Mayan Blue was released through Amazon on May 25th, 2016. I’ve been eagerly waiting for this book for a number of reasons. One, the book’s description incorporated Mayan mythology in a horror/dark fantasy setting, and there’s nothing I love more than occult/myth layered dark fiction with supernatural elements. Two, I thought it was pretty cool that the authors of this book are sisters, twins, in fact. A recent interview I read through Nev Murray‘s Confessions of a Reviewer website went into great detail of their writing process as sisters, and it seemed very unique and different in comparison to how other authors write.
This novel isn’t a long one. It’s 149 pages according to Amazon. Once it arrived to my Kindle, I could see it was well-written. There’s a good balance between descriptive language and action. Along with the description that is poetic yet to the point, there’s a lot to learn from this novel. Both of the sisters obviously did a good amount of research into Mayan culture and spirituality, breaking down their concept of a Death God and an underworld. We see what being trapped within that underworld or demonized by the underworld’s creatures would be like… and it’s scary. Depictions of sacrifice, death, and absolute hopelessness pop out of this short novel, and reading it all is fascinating.
Did the Mayans settle in places beyond Mexico? Mayan Blue plays with this possibility when a professor finds a Mayan artifact in the southeastern region of the United States, more specifically a mountain range in Georgia. While this professor makes his discovery and thinks about the best way to unveil it to the world, a pack of frisky college students go on a hike to meet up with the professor, assist him in his work, and help him haul tools.
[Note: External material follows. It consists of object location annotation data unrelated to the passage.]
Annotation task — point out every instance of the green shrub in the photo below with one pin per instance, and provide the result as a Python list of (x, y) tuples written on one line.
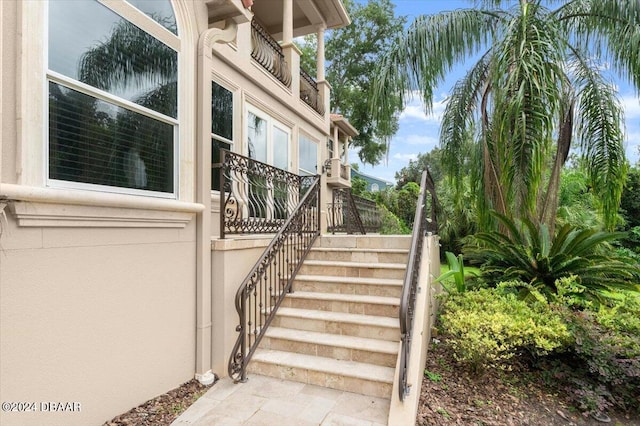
[(488, 327), (391, 225), (601, 366), (529, 253)]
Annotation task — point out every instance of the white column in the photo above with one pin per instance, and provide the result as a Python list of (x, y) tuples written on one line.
[(287, 21), (320, 55)]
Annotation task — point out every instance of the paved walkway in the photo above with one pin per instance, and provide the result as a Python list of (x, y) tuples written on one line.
[(275, 402)]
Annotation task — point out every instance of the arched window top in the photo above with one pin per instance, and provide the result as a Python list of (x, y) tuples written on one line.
[(160, 11)]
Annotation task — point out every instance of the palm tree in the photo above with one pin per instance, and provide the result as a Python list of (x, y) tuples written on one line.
[(537, 90)]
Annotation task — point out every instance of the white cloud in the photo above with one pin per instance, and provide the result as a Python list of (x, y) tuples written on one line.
[(421, 140), (415, 111), (405, 157)]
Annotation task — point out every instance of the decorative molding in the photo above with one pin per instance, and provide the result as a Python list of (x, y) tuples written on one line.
[(46, 207)]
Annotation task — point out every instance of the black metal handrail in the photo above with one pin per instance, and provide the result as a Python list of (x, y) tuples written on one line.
[(263, 290), (268, 53), (257, 197), (421, 225), (309, 92), (343, 213)]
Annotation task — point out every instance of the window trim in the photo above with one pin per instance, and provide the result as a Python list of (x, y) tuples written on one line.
[(138, 18), (302, 134), (271, 123)]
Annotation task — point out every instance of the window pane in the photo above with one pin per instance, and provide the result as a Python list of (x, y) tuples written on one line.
[(308, 161), (257, 136), (158, 10), (221, 111), (90, 43), (280, 148), (216, 145), (93, 141)]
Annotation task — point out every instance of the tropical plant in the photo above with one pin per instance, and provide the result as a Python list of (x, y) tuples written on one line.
[(529, 254), (537, 90), (457, 272)]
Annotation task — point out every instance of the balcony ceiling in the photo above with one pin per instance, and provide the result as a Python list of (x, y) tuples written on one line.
[(308, 15)]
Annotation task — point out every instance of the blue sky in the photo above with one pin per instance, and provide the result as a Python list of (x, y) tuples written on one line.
[(419, 133)]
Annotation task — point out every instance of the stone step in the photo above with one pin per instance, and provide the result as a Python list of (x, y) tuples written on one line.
[(347, 303), (346, 324), (365, 241), (353, 269), (348, 348), (348, 285), (359, 255), (350, 376)]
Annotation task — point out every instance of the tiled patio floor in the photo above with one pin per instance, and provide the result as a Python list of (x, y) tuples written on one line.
[(268, 401)]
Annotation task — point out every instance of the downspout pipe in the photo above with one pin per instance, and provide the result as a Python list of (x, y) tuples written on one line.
[(203, 196)]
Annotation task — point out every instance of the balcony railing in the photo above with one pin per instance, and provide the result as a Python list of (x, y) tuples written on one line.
[(268, 53), (257, 198), (352, 214), (309, 92)]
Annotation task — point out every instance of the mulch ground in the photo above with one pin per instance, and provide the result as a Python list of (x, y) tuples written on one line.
[(453, 396), (162, 410), (450, 395)]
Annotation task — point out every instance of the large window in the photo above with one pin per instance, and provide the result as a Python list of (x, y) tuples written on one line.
[(308, 156), (113, 108), (267, 139), (221, 127)]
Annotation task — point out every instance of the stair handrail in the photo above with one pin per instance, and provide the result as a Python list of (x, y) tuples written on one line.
[(421, 225), (279, 262)]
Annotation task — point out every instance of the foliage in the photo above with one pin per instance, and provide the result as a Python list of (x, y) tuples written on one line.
[(407, 201), (601, 366), (391, 225), (359, 186), (528, 254), (630, 202), (431, 160), (535, 88), (352, 53), (457, 271), (488, 327)]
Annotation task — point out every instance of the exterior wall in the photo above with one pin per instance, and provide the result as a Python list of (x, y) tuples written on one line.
[(97, 290)]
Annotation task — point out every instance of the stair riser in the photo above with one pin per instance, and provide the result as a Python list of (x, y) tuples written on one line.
[(348, 271), (327, 351), (358, 256), (346, 329), (330, 380), (340, 288), (352, 241), (341, 306)]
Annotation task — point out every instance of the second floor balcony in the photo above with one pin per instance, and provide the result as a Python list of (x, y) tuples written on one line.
[(268, 41)]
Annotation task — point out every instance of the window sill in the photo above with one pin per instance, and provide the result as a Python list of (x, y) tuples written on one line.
[(47, 207)]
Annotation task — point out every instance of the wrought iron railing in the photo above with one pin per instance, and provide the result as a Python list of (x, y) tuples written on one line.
[(257, 198), (343, 215), (421, 225), (262, 292), (268, 53), (309, 92)]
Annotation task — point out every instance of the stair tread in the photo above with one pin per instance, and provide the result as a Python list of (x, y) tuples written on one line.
[(359, 249), (350, 280), (355, 369), (342, 297), (376, 265), (327, 339), (344, 317)]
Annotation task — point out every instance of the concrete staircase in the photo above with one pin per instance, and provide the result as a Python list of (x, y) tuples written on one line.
[(339, 328)]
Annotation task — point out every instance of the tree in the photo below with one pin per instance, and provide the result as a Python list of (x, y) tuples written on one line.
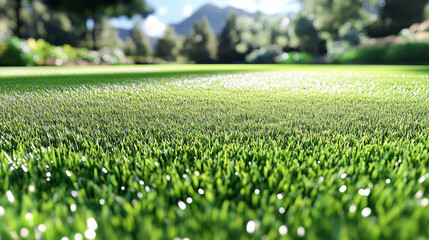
[(108, 36), (228, 41), (329, 15), (307, 34), (169, 46), (17, 5), (138, 44), (201, 44), (53, 26), (82, 10), (7, 15), (396, 15)]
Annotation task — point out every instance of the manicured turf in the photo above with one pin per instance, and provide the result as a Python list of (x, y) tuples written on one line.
[(215, 152)]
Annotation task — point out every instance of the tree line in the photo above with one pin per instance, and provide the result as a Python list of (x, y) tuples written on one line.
[(319, 28)]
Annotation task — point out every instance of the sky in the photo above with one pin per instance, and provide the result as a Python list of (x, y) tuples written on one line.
[(174, 11)]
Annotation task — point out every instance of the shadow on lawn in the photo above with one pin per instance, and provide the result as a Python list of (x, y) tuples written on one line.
[(60, 81)]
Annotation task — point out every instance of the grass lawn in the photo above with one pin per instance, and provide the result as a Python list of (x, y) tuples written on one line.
[(214, 152)]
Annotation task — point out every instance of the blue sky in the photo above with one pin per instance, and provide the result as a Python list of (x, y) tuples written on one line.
[(174, 11)]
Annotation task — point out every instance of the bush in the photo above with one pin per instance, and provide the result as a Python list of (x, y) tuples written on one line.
[(401, 53), (264, 55), (408, 53), (15, 53), (372, 54), (295, 58)]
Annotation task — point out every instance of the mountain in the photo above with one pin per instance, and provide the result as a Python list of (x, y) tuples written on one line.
[(216, 17), (124, 34)]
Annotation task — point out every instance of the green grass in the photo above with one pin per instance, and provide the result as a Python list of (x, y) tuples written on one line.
[(322, 152)]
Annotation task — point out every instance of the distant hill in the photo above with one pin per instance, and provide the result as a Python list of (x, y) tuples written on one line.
[(215, 15), (124, 34)]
What follows is a story of Mayan hell, and how these unfortunate people are doomed to face this otherworldly dimension and its ruling God of Death, Ah Puch.
The writing is fun. There is the lovable tradition of modern horror made popular in movies where a group of young people in their prime end up in tragic circumstances, mixed with the Lovecraftian tradition of worlds, deities, and experiences beyond our understanding which suck us in and threaten to destroy our sense of reality. The respectable research for Mayan culture gives this story an innovative depth, and the pacing is good- the action doesn’t happen too quickly, but the tension doesn’t take too long to build also. The characterization is believable, and this novel would translate easily to film with the descriptive visuals laid out. With the short length of the novel, a film adaptation also wouldn’t leave much out. It reminded me of how I felt when I read The Hellbound Heart by Clive Barker, which was translated into the film Hellraiser. The Hellbound Heart was short and quite visual like Mayan Blue, so the movie version of Clive’s novel worked well. I’d love to see Mayan Blue treated the same way by a filmmaker.
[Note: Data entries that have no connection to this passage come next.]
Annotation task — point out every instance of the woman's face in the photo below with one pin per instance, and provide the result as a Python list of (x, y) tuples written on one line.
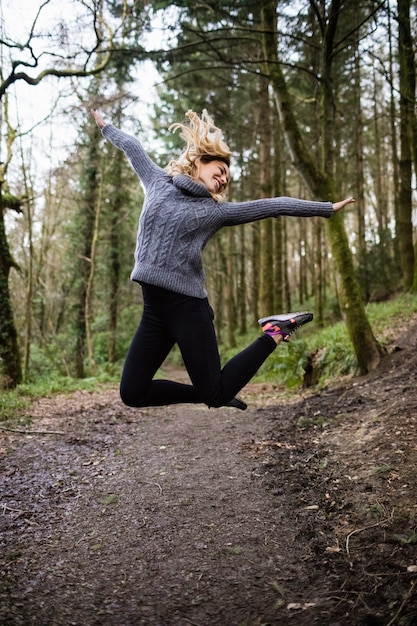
[(214, 175)]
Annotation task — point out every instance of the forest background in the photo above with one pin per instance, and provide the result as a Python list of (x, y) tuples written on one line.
[(317, 99)]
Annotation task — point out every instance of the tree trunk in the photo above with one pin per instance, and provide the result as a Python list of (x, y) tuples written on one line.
[(266, 276), (11, 369), (407, 99), (321, 185)]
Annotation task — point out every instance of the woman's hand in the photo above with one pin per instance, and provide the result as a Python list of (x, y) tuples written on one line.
[(99, 120), (339, 205)]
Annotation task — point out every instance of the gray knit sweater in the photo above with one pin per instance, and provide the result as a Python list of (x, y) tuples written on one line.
[(179, 216)]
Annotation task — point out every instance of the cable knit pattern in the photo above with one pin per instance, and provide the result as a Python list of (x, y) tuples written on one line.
[(179, 216)]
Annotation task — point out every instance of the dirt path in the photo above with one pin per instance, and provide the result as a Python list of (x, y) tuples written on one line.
[(302, 512), (139, 517)]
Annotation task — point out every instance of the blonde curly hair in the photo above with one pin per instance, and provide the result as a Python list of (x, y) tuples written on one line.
[(204, 142)]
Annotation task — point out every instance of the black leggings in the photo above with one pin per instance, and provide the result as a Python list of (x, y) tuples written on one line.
[(169, 318)]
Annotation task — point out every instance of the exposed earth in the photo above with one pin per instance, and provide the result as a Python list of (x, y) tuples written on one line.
[(299, 512)]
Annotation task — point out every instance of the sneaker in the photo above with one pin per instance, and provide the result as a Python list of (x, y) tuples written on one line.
[(284, 325), (237, 403)]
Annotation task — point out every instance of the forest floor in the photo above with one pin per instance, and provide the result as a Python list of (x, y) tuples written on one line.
[(299, 512)]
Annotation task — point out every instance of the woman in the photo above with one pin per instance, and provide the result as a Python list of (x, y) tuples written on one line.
[(184, 207)]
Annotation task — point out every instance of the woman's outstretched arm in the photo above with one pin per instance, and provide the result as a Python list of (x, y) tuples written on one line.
[(339, 205)]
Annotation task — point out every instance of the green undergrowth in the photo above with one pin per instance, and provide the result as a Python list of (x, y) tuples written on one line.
[(329, 347)]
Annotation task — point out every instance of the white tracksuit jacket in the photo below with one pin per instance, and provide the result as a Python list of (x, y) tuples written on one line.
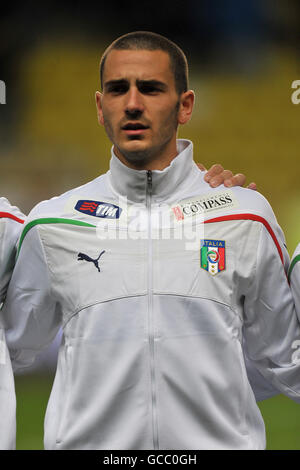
[(11, 222), (294, 276), (156, 279)]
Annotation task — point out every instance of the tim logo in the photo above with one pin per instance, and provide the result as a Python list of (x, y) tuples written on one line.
[(2, 92), (105, 210)]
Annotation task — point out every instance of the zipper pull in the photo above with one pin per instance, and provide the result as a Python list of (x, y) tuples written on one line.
[(149, 179)]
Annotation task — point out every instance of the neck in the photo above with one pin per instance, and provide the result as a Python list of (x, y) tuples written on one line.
[(158, 161)]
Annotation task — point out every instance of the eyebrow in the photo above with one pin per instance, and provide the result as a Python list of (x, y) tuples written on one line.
[(154, 83)]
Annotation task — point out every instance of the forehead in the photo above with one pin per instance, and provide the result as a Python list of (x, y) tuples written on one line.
[(138, 64)]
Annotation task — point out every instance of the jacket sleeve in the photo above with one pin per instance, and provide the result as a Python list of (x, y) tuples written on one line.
[(294, 277), (271, 326), (30, 312), (11, 224)]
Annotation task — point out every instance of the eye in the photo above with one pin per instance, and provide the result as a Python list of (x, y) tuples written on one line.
[(117, 88)]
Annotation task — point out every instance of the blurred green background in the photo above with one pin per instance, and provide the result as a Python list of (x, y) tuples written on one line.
[(243, 56)]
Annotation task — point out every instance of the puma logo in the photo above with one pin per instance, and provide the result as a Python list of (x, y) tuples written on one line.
[(84, 257)]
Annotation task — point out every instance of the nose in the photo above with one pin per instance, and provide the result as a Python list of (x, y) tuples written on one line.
[(134, 104)]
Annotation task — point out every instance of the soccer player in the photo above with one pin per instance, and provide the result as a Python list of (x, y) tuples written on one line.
[(11, 223), (157, 280), (294, 276)]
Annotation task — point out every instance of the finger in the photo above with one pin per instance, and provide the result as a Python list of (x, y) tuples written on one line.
[(201, 167), (213, 171), (236, 180), (252, 186), (219, 179)]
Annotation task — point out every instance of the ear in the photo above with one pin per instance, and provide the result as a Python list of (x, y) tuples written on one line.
[(187, 100), (98, 97)]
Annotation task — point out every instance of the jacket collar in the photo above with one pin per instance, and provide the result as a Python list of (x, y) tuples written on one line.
[(133, 183)]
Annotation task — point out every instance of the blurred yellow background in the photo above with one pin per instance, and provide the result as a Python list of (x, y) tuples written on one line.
[(249, 124), (243, 56)]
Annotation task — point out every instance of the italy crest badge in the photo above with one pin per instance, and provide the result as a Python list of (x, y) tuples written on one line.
[(212, 256)]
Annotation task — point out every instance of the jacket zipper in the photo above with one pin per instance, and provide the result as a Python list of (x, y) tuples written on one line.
[(150, 311)]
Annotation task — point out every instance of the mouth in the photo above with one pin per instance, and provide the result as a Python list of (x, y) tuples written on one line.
[(134, 128)]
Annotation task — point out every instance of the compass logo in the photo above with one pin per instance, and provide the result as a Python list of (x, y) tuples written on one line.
[(2, 92)]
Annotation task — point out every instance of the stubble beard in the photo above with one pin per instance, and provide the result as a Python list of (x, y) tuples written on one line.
[(140, 158)]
Check out Mayan Blue, and learn more about the Sisters of Slaughter on their Amazon Author Page. If you love tales about Hell, hopelessness, and dark, extreme horror, come on in to Xibalba.
The description of Mayan Blue on Amazon is as follows:
Xibalba, home of torture and sacrifice, is the kingdom of the lord of death. He stalked the night in the guise of a putrefied corpse, with the head of an owl and adorned with a necklace of disembodied eyes that hung from nerve cords. He commanded legions of shapeshifting creatures, spectral shamans, and corpses hungry for the flesh of the living. The Mayans feared him and his realm of horror. He sat atop his pyramid temple surrounded by his demon kings and demanded sacrifices of blood and beating hearts as tribute to him and his ghostly world.
These legends, along with those that lived in fear of them, have been dead and gone for centuries. Yet now, a doorway has been opened in Georgia. A group of college students seek their missing professor, a man who has secretly uncovered the answer to one of history’s greatest mysteries. However, what they find is more than the evidence of a hidden civilization.
If you’re looking for a fun, short read that is still as detailed and rich as an epic novel, I highly suggest Mayan Blue. It is available for Kindle and in paperback form on Amazon.